Crónica de violencia
La violencia doméstica contra la mujer no es precisamente un mal de nuestro tiempo. Pero ahora más que nunca, la sociedad tiene conciencia de que existe y de que no debe ocultarse por una mal entendida razón de familia. El proceso liberalizador de la mujer, su plena equiparación legal en derechos con el hombre y su cada vez mayor presencia en todos los frentes sociales, incluido el institucional y el político, no bastan para erradicar ese mal ancestral, aunque contribuyen a que se conozca en parte su pavorosa dimensión. Un número creciente de mujeres ha empezado a romper el círculo de la violencia mediante denuncias ante la policía o la justicia, pero, lamentablemente, son mayoría las que no se sienten lo bastante amparadas para dar ese paso y ocultan su infierno doméstico.La macroencuesta realizada por el Instituto de la Mujer con una muestra representativa de 20.550 mujeres confirma a grandes rasgos las estadísticas conocidas y pone sobre la mesa cifras escalofriantes: 640.000 mujeres declaran haber sufrido malos tratos a lo largo del año 1999, pero las cifras reales estarían en torno a los dos millones, puesto que, según la encuesta, son más numerosas las mujeres que se resisten a reconocer los malos tratos, a pesar de padecer insultos, amenazas o golpes. Sólo una mínima parte denuncia los hechos.
Este estudio sociológico clarifica mejor algunos aspectos hasta ahora menos conocidos o sólo presumidos. Había indicios, por algunos sucesos trágicos ocurridos en los últimos años, de que a la tradicional violencia contra la mujer por parte de su pareja había venido a añadirse una nueva: la de los hijos. Un 12% de las 640.000 mujeres que reconocen haber sido maltratadas lo fueron por sus hijos. Es un dato preocupante que apunta a situaciones internas de la familia, pero también a determinadas formas de educación.
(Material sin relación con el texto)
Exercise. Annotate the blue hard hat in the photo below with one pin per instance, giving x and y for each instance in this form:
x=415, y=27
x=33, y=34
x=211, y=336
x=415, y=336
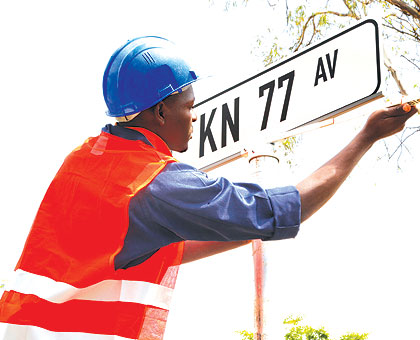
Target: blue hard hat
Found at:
x=143, y=72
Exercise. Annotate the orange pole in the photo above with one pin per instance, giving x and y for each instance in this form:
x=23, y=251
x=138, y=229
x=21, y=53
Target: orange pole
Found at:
x=258, y=255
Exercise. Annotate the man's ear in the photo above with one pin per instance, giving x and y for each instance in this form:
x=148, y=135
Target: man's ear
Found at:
x=159, y=113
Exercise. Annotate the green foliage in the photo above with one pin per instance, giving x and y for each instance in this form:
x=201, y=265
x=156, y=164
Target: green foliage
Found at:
x=246, y=335
x=305, y=332
x=354, y=336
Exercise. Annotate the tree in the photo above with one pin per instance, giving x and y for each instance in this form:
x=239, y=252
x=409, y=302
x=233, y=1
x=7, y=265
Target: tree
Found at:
x=308, y=22
x=305, y=332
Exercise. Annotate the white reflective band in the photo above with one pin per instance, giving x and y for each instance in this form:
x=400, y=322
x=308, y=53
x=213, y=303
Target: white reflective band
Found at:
x=145, y=293
x=17, y=332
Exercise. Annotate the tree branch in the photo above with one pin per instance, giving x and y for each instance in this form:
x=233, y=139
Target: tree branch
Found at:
x=405, y=8
x=410, y=61
x=388, y=65
x=313, y=16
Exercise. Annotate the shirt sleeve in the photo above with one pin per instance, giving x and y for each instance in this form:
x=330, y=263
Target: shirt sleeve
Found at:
x=182, y=203
x=193, y=206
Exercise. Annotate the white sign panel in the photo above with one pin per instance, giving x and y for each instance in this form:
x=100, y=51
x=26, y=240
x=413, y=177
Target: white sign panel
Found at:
x=309, y=86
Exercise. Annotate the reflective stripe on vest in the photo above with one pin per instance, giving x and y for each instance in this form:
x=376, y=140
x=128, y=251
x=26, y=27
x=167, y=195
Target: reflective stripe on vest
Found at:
x=66, y=285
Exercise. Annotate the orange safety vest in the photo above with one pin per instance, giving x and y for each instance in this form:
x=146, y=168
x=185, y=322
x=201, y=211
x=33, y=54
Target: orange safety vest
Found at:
x=66, y=285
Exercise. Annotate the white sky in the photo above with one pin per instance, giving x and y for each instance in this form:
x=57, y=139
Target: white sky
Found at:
x=354, y=265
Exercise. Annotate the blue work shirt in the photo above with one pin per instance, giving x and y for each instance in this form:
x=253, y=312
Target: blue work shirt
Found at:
x=183, y=203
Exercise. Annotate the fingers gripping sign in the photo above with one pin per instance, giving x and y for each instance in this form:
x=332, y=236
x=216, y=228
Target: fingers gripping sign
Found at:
x=388, y=121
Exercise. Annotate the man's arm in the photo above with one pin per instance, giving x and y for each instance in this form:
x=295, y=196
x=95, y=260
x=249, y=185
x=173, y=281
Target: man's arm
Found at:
x=319, y=187
x=196, y=250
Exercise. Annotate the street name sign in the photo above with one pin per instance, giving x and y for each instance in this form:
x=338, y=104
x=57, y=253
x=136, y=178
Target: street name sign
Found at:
x=323, y=81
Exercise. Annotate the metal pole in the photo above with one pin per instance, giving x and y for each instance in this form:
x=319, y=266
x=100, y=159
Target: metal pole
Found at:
x=262, y=163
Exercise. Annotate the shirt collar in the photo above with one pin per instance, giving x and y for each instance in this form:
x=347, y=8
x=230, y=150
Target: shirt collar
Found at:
x=137, y=133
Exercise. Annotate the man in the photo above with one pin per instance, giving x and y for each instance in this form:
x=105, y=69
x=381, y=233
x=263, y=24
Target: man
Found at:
x=102, y=255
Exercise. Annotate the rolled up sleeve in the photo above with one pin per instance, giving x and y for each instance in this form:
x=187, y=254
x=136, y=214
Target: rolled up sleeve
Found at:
x=187, y=203
x=285, y=202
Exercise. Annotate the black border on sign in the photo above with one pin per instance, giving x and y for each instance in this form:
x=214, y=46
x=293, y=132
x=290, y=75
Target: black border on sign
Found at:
x=378, y=68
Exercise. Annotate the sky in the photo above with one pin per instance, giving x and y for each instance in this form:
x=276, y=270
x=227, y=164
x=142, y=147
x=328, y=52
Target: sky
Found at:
x=353, y=266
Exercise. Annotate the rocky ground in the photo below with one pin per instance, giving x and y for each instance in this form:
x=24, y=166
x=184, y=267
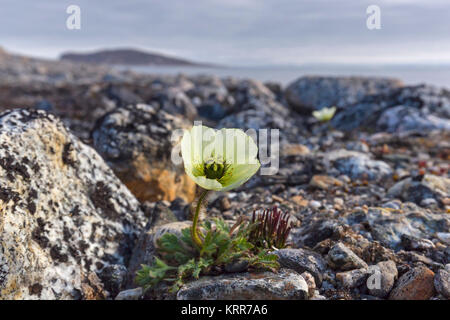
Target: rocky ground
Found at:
x=86, y=182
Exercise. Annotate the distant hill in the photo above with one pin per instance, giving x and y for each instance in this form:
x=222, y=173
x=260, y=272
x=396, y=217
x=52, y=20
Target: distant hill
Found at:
x=127, y=57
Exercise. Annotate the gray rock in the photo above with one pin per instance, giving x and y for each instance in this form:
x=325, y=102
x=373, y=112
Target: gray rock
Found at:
x=114, y=277
x=313, y=92
x=442, y=282
x=444, y=237
x=413, y=243
x=416, y=284
x=310, y=282
x=353, y=278
x=130, y=294
x=236, y=266
x=342, y=258
x=388, y=227
x=65, y=215
x=302, y=260
x=405, y=118
x=418, y=189
x=423, y=106
x=284, y=285
x=356, y=165
x=136, y=142
x=382, y=278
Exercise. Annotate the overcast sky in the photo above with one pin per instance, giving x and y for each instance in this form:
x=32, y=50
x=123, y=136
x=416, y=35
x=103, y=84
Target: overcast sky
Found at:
x=236, y=32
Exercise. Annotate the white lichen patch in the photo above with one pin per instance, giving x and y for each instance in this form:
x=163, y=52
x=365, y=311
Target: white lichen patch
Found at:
x=63, y=213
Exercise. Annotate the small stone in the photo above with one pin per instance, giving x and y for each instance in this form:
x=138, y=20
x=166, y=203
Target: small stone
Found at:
x=414, y=243
x=428, y=202
x=225, y=204
x=310, y=282
x=313, y=204
x=444, y=237
x=295, y=149
x=302, y=260
x=298, y=199
x=236, y=266
x=284, y=285
x=387, y=273
x=342, y=258
x=338, y=203
x=416, y=284
x=354, y=278
x=442, y=282
x=131, y=294
x=324, y=182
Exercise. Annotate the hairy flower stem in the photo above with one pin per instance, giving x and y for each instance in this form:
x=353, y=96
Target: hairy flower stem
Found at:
x=194, y=231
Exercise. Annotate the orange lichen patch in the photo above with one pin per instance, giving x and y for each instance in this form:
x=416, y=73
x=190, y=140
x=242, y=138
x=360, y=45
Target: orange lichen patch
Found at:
x=150, y=183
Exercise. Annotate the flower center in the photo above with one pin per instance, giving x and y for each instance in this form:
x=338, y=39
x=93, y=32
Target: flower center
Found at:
x=215, y=170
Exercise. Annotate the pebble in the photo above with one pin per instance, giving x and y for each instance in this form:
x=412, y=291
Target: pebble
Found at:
x=313, y=204
x=131, y=294
x=342, y=258
x=416, y=284
x=442, y=281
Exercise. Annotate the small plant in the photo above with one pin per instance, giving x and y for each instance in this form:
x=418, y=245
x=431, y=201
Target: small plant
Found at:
x=180, y=259
x=219, y=161
x=324, y=114
x=271, y=229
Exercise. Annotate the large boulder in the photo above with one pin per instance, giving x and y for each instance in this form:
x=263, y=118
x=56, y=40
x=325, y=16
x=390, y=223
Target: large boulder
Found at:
x=136, y=142
x=314, y=92
x=64, y=215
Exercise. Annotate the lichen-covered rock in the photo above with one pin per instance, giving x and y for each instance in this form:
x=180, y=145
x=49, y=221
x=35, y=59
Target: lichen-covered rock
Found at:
x=136, y=142
x=314, y=92
x=64, y=215
x=302, y=260
x=284, y=285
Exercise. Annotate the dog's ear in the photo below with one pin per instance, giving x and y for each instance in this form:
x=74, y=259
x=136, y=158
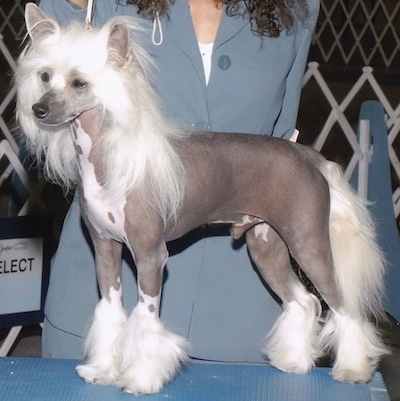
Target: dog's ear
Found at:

Conocer las raíces de la violencia doméstica en la sociedad española, equiparable a la existente en la mayoría de Europa, es un paso esencial para poder combatirla. La dependencia económica de muchas mujeres o simplemente el miedo a su agresor explican que el maltrato perdure -al menos durante cinco años, según el 70% de las mujeres maltratadas- o que nunca aflore ni se denuncie. Ayudar a que se rompa ese silencio es tarea de los poderes públicos: es posible que ello exija reformas procesales o legislativas, pero es seguro que hacen falta redes de protección social mucho más sólidas. Es hora de que el rechazo social se materialice en políticas efectivas.